There is a path to replace TCP in the datacenter
Forty years in, a protocol that's over the hill and under the gun, at least for the majors
One of the most entrenched standards of the last forty years, the Transmission Control Protocol (TCP), might be seeing the end of the line, at least for applications in some of the world's largest datacenters.
For the rest of the world though, the hassle factor of a shift might be too heavy to bear, even if 100X faster message delivery capabilities are within reach.
But what's good for the hyperscalers can be a win for mid-sized IT. Eventually, anyway.
Four decades ago, TCP, with its focus on networks with maybe one thousand geographically distributed nodes, often hundreds of miles apart, was truly bleeding edge. It could do the then-critical job of streaming big chunks of data over long distances and even today remains the default basis for almost every web-based technology.
The datacenter of today is, of course, wildly different. Now, we're dealing with hundreds of machines in close proximity, communicating at short time intervals. TCP was designed for a world of millisecond packet delivery from one end of the network to another, but in a datacenter this job is done in a microsecond.
"The problem with TCP is that it doesn't let us take advantage of the power of datacenter networks, the kind that make it possible to send really short messages back and forth between machines at these fine time scales," John Ousterhout, Professor of Computer Science at Stanford, told The Register. "With TCP you can't do that, the protocol was designed in so many ways that make it hard to do that."
It's not like the realization of TCP's limitations is anything new. There has been progress to bust through some of the biggest problems, including in congestion control to solve the problem of machines sending to the same target at the same time, causing a backup through the network. But these are incremental tweaks to something that is inherently not suitable, especially for the largest datacenter applications (think Google and others).
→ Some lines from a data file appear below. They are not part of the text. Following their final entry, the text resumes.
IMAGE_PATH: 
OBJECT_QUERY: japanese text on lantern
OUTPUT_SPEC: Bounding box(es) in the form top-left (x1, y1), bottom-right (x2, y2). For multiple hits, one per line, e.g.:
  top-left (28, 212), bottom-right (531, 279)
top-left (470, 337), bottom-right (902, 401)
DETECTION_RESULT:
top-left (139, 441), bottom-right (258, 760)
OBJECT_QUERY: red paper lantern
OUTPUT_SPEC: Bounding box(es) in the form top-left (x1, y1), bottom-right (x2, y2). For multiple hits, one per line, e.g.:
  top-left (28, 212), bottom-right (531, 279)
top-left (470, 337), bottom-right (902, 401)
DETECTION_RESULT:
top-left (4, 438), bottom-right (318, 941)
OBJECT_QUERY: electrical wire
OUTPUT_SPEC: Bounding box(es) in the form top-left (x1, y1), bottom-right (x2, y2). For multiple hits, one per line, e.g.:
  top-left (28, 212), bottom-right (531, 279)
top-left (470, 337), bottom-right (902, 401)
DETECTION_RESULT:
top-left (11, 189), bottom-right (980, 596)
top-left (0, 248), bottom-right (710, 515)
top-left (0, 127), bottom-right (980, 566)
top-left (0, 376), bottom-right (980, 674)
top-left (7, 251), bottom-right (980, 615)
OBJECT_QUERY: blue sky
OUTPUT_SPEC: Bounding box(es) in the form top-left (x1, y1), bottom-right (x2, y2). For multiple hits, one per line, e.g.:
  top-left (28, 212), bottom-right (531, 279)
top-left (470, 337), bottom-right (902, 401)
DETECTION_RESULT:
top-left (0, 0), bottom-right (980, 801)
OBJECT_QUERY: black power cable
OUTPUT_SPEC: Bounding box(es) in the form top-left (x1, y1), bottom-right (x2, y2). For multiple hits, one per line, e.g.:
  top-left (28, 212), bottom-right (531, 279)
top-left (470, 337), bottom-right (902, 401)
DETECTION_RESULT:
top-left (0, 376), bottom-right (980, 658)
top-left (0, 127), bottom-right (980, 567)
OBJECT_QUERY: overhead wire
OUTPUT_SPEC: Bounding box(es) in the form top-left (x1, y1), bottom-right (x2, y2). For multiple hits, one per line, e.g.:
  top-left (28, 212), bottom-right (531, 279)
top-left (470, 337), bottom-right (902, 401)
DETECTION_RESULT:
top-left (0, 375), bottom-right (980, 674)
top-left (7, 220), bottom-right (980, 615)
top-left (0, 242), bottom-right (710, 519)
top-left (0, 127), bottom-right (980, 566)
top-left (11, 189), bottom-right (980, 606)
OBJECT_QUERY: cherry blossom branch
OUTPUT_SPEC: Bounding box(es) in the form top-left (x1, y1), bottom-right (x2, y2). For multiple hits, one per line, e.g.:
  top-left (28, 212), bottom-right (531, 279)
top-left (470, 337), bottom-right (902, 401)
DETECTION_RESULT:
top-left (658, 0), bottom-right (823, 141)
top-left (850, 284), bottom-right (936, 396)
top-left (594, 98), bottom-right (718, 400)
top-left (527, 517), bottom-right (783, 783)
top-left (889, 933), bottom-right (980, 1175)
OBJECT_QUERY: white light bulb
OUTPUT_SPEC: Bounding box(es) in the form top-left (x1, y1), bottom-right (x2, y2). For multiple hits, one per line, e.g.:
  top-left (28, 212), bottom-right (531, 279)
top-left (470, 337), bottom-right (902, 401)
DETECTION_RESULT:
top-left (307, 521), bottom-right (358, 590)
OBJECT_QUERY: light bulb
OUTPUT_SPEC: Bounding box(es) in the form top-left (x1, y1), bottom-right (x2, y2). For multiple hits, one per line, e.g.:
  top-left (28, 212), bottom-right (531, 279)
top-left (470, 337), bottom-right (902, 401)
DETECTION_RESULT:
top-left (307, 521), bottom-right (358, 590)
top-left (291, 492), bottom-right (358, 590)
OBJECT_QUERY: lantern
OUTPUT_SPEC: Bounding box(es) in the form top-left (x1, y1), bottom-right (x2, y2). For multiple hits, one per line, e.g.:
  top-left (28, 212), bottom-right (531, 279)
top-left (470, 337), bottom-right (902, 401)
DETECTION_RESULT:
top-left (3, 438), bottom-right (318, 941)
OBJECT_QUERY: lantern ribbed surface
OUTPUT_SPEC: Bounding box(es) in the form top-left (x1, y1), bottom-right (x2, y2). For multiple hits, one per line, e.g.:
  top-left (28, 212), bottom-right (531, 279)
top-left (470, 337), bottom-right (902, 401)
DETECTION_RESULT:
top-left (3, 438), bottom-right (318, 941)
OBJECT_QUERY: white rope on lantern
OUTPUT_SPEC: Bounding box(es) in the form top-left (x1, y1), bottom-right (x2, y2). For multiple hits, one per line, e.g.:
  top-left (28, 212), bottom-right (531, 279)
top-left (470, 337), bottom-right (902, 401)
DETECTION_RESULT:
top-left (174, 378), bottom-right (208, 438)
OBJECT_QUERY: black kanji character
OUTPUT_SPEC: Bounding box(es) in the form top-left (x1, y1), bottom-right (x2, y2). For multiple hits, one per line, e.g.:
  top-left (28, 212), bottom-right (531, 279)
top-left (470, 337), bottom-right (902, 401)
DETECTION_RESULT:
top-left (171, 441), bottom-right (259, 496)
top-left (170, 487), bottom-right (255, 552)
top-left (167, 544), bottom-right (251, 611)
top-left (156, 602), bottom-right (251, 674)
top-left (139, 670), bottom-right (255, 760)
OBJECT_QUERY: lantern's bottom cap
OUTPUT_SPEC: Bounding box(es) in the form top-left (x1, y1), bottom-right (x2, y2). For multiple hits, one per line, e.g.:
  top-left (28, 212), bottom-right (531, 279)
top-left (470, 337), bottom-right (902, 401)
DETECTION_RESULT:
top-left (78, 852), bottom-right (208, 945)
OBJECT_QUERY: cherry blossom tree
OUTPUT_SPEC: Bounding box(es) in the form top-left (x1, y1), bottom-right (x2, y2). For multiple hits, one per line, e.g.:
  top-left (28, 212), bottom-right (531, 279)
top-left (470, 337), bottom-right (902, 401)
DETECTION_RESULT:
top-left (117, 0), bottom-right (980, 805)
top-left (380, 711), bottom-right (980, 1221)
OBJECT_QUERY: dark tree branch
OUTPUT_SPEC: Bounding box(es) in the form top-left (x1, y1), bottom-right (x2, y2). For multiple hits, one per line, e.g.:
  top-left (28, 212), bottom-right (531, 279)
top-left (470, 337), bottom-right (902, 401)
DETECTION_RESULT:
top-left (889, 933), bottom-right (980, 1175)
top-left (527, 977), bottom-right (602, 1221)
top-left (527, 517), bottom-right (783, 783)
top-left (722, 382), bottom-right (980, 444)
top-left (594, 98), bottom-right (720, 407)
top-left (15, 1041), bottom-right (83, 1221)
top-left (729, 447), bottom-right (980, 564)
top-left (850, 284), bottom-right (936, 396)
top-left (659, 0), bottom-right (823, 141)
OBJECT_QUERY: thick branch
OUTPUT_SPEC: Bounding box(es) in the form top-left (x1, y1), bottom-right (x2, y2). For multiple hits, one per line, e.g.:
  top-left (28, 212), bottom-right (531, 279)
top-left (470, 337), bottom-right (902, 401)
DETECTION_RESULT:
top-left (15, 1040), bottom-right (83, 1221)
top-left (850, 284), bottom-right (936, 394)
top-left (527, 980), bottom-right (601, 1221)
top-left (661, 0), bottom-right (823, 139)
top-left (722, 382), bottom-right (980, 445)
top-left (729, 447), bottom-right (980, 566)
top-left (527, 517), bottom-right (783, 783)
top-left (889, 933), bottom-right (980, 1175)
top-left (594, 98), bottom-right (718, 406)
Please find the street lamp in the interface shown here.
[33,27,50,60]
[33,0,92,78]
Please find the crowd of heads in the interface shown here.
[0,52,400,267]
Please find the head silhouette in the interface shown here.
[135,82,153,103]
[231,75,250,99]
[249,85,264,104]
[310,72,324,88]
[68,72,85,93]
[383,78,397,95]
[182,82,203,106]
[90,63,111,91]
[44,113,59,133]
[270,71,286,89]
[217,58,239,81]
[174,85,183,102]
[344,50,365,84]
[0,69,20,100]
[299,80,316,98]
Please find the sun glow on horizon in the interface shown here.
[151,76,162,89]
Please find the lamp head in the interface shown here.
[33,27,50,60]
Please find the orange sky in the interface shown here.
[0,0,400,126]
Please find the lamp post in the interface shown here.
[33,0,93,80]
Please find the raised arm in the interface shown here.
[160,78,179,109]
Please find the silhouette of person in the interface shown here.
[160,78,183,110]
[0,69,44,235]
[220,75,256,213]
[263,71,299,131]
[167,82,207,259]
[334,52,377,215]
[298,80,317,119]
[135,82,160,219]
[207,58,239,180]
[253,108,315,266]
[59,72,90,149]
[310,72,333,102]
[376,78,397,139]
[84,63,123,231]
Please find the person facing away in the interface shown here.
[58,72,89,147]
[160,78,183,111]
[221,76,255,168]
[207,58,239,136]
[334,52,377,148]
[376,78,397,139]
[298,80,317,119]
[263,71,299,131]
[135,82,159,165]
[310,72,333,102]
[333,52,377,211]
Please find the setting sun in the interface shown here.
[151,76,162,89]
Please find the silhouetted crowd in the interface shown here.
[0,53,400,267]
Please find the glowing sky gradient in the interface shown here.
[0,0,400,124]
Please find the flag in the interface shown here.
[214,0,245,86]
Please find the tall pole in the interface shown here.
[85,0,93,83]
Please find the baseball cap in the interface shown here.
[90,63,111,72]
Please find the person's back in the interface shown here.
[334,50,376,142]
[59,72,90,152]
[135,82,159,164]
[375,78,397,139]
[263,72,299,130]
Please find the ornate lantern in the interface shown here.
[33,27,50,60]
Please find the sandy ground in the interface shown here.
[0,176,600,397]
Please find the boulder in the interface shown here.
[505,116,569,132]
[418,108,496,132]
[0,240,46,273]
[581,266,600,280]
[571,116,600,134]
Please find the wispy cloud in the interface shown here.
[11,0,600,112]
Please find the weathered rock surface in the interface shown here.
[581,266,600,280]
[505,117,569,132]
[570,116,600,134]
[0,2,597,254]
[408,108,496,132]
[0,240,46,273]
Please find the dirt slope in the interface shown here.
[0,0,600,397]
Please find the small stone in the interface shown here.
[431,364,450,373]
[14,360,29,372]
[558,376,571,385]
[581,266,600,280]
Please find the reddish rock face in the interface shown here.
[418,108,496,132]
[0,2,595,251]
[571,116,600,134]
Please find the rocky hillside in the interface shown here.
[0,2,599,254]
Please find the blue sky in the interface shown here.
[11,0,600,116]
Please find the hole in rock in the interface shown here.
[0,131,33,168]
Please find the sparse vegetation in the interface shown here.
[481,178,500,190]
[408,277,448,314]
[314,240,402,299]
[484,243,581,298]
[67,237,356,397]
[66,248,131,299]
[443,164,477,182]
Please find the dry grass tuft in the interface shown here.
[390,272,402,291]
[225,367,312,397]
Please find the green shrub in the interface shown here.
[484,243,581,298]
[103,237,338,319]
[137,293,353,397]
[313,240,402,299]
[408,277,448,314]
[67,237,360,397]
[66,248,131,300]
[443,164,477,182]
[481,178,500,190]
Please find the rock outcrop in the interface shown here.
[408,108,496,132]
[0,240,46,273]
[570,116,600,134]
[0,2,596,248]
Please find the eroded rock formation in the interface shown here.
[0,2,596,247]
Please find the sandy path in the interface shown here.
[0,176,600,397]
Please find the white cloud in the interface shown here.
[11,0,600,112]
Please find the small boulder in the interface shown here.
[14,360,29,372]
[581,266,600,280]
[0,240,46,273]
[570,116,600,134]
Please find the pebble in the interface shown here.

"Every design decision in TCP is wrong for the datacenter and the problem is, there's no one thing you can do to make it better, it has to change in almost every way, including the API, the very interface people use to send and receive data. It all has to change," he opined.
Of course, that's all far easier said than done. "Entrenched" doesn't begin to describe TCP. Nearly all software depends on it and in very specific ways, no less.
But Ousterhout is one of those folks in systems research who can look at an intractable problem like this and see a path forward, no rose-colored glasses necessary.
- After 40 years in tech, I see every innovation contains its dark opposite
- RISC OS: 35-year-old original Arm operating system is alive and well
- IETF publishes HTTP/3 RFC to take the web from TCP to UDP
- SmartNICs power the cloud, are enterprise datacenters next?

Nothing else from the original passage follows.